11. Submission to Jurisdiction. Any legal suit, action or proceeding arising out of or
based upon this Bill of Sale may be instituted only in the Court of Chancery of the State of Delaware
or, if under applicable Law exclusive jurisdiction over such matters is vested in the federal courts, in
any federal court located in the State of Delaware, and each party irrevocably submits to the exclusive
jurisdiction of such courts in any such suit, action or proceeding.
12. Waiver of Jury Trial. EACH PARTY ACKNOWLEDGES AND AGREES THAT
ANY CONTROVERSY WHICH MAY ARISE DIRECTLY OR INDIRECTLY OUT OF OR
RELATING TO THIS BILL OF SALE IS LIKELY TO INVOLVE COMPLICATED AND
DIFFICULT ISSUES AND, THEREFORE, EACH SUCH PARTY IRREVOCABLY AND
UNCONDITIONALLY WAIVES ANY RIGHT IT MAY HAVE TO A TRIAL BY JURY IN
RESPECT OF ANY LEGAL ACTION ARISING DIRECTLY OR INDIRECTLY OUT OF OR
RELATING TO THIS BILL OF SALE. EACH PARTY CERTIFIES AND ACKNOWLEDGES
THAT (A) NO REPRESENTATIVE, AGENT, OR ATTORNEY OF ANY OTHER PARTY HAS
REPRESENTED, EXPRESSLY OR OTHERWISE, THAT SUCH OTHER PARTY WOULD NOT
SEEK TO ENFORCE THE FOREGOING WAIVER IN THE EVENT OF A LEGAL ACTION, (B)
SUCH PARTY HAS CONSIDERED THE IMPLICATIONS OF THIS WAIVER, (C) SUCH
PARTY MAKES THIS WAIVER VOLUNTARILY, AND (D) SUCH PARTY HAS BEEN
INDUCED TO ENTER INTO THIS BILL OF SALE BY, AMONG OTHER THINGS, THE
MUTUAL WAIVERS AND CERTIFICATIONS IN THIS SECTION 12.
13. Counterparts. This Bill of Sale may be executed in counterparts, each of which shall
be deemed an original, but all of which together shall be deemed to be one and the same agreement.

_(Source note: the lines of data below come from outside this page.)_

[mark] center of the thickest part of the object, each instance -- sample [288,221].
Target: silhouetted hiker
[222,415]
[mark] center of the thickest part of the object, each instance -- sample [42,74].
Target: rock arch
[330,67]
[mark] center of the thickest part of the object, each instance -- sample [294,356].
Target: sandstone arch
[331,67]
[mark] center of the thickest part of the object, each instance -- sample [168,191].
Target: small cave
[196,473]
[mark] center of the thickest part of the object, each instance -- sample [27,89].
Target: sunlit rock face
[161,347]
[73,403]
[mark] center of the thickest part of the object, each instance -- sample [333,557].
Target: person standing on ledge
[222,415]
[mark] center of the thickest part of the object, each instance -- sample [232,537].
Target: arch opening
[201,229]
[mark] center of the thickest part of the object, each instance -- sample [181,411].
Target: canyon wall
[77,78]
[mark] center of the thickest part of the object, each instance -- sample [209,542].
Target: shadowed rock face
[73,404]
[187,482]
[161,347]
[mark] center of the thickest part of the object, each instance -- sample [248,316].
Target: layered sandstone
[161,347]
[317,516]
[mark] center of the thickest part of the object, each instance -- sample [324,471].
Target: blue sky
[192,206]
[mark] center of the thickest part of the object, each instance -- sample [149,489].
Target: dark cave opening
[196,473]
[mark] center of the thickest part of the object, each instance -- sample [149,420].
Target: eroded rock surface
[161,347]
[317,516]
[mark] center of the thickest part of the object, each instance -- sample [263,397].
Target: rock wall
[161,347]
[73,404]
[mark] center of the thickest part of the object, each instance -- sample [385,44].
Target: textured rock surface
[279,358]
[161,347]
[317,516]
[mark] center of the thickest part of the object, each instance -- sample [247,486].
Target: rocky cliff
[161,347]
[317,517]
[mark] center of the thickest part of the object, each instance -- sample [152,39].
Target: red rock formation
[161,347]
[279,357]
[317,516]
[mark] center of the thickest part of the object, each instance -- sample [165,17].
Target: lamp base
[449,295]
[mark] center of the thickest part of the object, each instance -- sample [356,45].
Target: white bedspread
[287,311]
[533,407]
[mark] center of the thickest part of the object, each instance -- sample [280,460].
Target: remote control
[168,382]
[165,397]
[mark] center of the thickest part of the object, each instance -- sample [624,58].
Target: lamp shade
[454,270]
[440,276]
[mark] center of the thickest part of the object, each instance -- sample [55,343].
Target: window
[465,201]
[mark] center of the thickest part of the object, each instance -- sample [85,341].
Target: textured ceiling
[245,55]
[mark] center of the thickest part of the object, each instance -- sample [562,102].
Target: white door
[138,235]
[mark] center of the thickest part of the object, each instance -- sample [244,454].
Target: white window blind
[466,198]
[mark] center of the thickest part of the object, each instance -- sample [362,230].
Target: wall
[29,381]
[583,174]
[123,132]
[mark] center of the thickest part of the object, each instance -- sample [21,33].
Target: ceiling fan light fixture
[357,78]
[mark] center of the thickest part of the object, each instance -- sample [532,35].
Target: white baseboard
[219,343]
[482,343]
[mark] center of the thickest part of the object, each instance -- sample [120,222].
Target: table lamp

A signed copy of this Bill of Sale delivered by facsimile, email, or other means of electronic
transmission shall be deemed to have the same legal effect as delivery of an original signed copy of
this Bill of Sale.
14. Amendment. This Bill of Sale may be amended, modified, or supplemented and any
provision may be waived, only by written agreement of Transferor and Transferee.
15. Severability. If any clause, phrase, provision, or portion of this Bill of Sale or the
application of this Bill of Sale to any person or circumstance is invalid or unenforceable under
applicable law, such invalidity or unenforceability will not affect, impair, or render invalid or
unenforceable the remainder of this Bill of Sale, nor any other clause, phrase, provision, or portion
of this Bill of Sale, nor will it affect the application of any clause, phrase, provision, or portion of
this Bill of Sale to other persons or circumstances.